# Harmful Corpus for Research Purposes

**Warning:** This directory contains materials that include harmful or offensive language. These files are intended strictly for research purposes (e.g., safety evaluation and adversarial testing of language and vision-language models).

## File Descriptions

- `derogatory_corpus.csv`:  
  A small dataset sourced from a prior harmful-Continuation-based adversarial jailbreak study (VAE). It contains explicitly harmful text (e.g., misogynistic, racist, or misanthropic content) used to optimize harmful-Continuation attacks. This file is not authored by us, and it is included solely for replication and comparative benchmarking.

- `benign_sentences.csv`:  
  A curated set of safe, non-harmful sentences designed to serve as benign conditioning prompts in our Benign-to-Harmful (B2H) jailbreak experiments. Authored by the current researchers.

- `harmful_words.csv`:  
  A list of target harmful words used in the B2H setting, mapped to benign phrases to guide the adversarial image optimization process. Also created by the authors.

## Ethics & Usage

This data is provided in the interest of improving AI safety research and understanding the limitations of current safety alignment techniques in large vision-language models (LVLMs).

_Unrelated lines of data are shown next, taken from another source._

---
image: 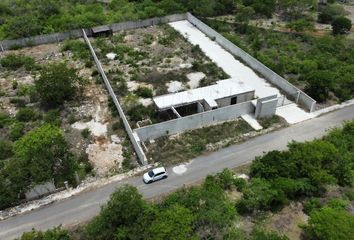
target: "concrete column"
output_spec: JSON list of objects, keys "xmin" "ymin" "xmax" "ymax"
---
[{"xmin": 171, "ymin": 106, "xmax": 181, "ymax": 118}]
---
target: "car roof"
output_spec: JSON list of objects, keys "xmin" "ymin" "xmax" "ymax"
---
[{"xmin": 152, "ymin": 167, "xmax": 166, "ymax": 174}]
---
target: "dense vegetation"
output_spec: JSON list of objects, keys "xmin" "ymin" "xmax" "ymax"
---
[
  {"xmin": 207, "ymin": 20, "xmax": 354, "ymax": 102},
  {"xmin": 0, "ymin": 60, "xmax": 89, "ymax": 209},
  {"xmin": 18, "ymin": 121, "xmax": 354, "ymax": 240},
  {"xmin": 0, "ymin": 124, "xmax": 78, "ymax": 209},
  {"xmin": 0, "ymin": 0, "xmax": 233, "ymax": 38},
  {"xmin": 237, "ymin": 121, "xmax": 354, "ymax": 212},
  {"xmin": 0, "ymin": 0, "xmax": 342, "ymax": 38}
]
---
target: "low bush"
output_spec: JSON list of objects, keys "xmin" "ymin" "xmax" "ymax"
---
[
  {"xmin": 0, "ymin": 54, "xmax": 36, "ymax": 71},
  {"xmin": 16, "ymin": 107, "xmax": 41, "ymax": 122},
  {"xmin": 81, "ymin": 128, "xmax": 91, "ymax": 139},
  {"xmin": 61, "ymin": 40, "xmax": 91, "ymax": 59},
  {"xmin": 332, "ymin": 17, "xmax": 352, "ymax": 35},
  {"xmin": 304, "ymin": 207, "xmax": 354, "ymax": 240},
  {"xmin": 35, "ymin": 63, "xmax": 84, "ymax": 107},
  {"xmin": 135, "ymin": 86, "xmax": 154, "ymax": 98},
  {"xmin": 10, "ymin": 98, "xmax": 26, "ymax": 108},
  {"xmin": 0, "ymin": 140, "xmax": 13, "ymax": 161},
  {"xmin": 303, "ymin": 198, "xmax": 322, "ymax": 215},
  {"xmin": 44, "ymin": 109, "xmax": 61, "ymax": 126},
  {"xmin": 9, "ymin": 122, "xmax": 25, "ymax": 141}
]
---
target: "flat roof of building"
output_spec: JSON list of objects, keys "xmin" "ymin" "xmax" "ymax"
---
[{"xmin": 153, "ymin": 79, "xmax": 254, "ymax": 110}]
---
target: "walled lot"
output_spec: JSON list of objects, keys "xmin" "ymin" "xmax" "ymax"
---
[
  {"xmin": 206, "ymin": 15, "xmax": 354, "ymax": 109},
  {"xmin": 91, "ymin": 25, "xmax": 228, "ymax": 125},
  {"xmin": 0, "ymin": 40, "xmax": 136, "ymax": 178}
]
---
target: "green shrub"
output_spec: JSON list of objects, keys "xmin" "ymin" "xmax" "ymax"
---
[
  {"xmin": 44, "ymin": 109, "xmax": 61, "ymax": 126},
  {"xmin": 216, "ymin": 168, "xmax": 235, "ymax": 190},
  {"xmin": 318, "ymin": 4, "xmax": 345, "ymax": 24},
  {"xmin": 10, "ymin": 98, "xmax": 26, "ymax": 108},
  {"xmin": 9, "ymin": 122, "xmax": 25, "ymax": 141},
  {"xmin": 332, "ymin": 17, "xmax": 352, "ymax": 35},
  {"xmin": 0, "ymin": 140, "xmax": 13, "ymax": 160},
  {"xmin": 12, "ymin": 80, "xmax": 18, "ymax": 90},
  {"xmin": 143, "ymin": 34, "xmax": 154, "ymax": 45},
  {"xmin": 35, "ymin": 63, "xmax": 84, "ymax": 107},
  {"xmin": 237, "ymin": 178, "xmax": 287, "ymax": 213},
  {"xmin": 61, "ymin": 40, "xmax": 91, "ymax": 59},
  {"xmin": 326, "ymin": 198, "xmax": 348, "ymax": 210},
  {"xmin": 81, "ymin": 128, "xmax": 91, "ymax": 138},
  {"xmin": 250, "ymin": 228, "xmax": 289, "ymax": 240},
  {"xmin": 0, "ymin": 54, "xmax": 36, "ymax": 71},
  {"xmin": 234, "ymin": 178, "xmax": 247, "ymax": 192},
  {"xmin": 304, "ymin": 207, "xmax": 354, "ymax": 240},
  {"xmin": 19, "ymin": 227, "xmax": 73, "ymax": 240},
  {"xmin": 303, "ymin": 198, "xmax": 322, "ymax": 215},
  {"xmin": 345, "ymin": 190, "xmax": 354, "ymax": 201},
  {"xmin": 0, "ymin": 112, "xmax": 12, "ymax": 129},
  {"xmin": 135, "ymin": 86, "xmax": 153, "ymax": 98},
  {"xmin": 16, "ymin": 108, "xmax": 41, "ymax": 122}
]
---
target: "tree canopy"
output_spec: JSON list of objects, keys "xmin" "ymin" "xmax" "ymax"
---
[{"xmin": 35, "ymin": 63, "xmax": 83, "ymax": 106}]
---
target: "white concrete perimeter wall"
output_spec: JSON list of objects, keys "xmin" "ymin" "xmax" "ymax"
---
[
  {"xmin": 134, "ymin": 102, "xmax": 255, "ymax": 141},
  {"xmin": 187, "ymin": 13, "xmax": 316, "ymax": 112},
  {"xmin": 0, "ymin": 14, "xmax": 187, "ymax": 51}
]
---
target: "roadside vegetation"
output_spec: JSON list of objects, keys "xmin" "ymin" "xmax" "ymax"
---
[
  {"xmin": 207, "ymin": 17, "xmax": 354, "ymax": 103},
  {"xmin": 145, "ymin": 117, "xmax": 285, "ymax": 166},
  {"xmin": 17, "ymin": 121, "xmax": 354, "ymax": 240},
  {"xmin": 0, "ymin": 44, "xmax": 136, "ymax": 210},
  {"xmin": 0, "ymin": 61, "xmax": 88, "ymax": 209}
]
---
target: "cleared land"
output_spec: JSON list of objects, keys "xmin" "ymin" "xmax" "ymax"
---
[{"xmin": 0, "ymin": 42, "xmax": 136, "ymax": 178}]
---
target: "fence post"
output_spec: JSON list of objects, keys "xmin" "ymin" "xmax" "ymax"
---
[{"xmin": 82, "ymin": 29, "xmax": 147, "ymax": 165}]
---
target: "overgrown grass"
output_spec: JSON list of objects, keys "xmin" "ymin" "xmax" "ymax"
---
[
  {"xmin": 148, "ymin": 120, "xmax": 253, "ymax": 165},
  {"xmin": 0, "ymin": 54, "xmax": 37, "ymax": 71}
]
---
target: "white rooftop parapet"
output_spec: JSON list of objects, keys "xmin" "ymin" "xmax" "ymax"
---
[{"xmin": 153, "ymin": 79, "xmax": 254, "ymax": 110}]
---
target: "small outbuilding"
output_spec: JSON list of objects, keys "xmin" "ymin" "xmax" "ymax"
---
[
  {"xmin": 91, "ymin": 26, "xmax": 113, "ymax": 37},
  {"xmin": 153, "ymin": 79, "xmax": 255, "ymax": 115}
]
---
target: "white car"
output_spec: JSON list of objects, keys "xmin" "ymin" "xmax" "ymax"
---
[{"xmin": 143, "ymin": 167, "xmax": 168, "ymax": 183}]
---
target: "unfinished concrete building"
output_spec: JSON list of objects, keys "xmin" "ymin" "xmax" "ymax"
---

- All examples are used in a tightly controlled experimental setting.  
- Outputs are redacted or filtered as appropriate.  
- Any use of these materials should strictly adhere to ethical guidelines and institutional review policies.

**Disclaimer:** These datasets do not reflect the personal views or beliefs of the authors. They are solely intended to support reproducible, responsible research on safety vulnerabilities in AI systems.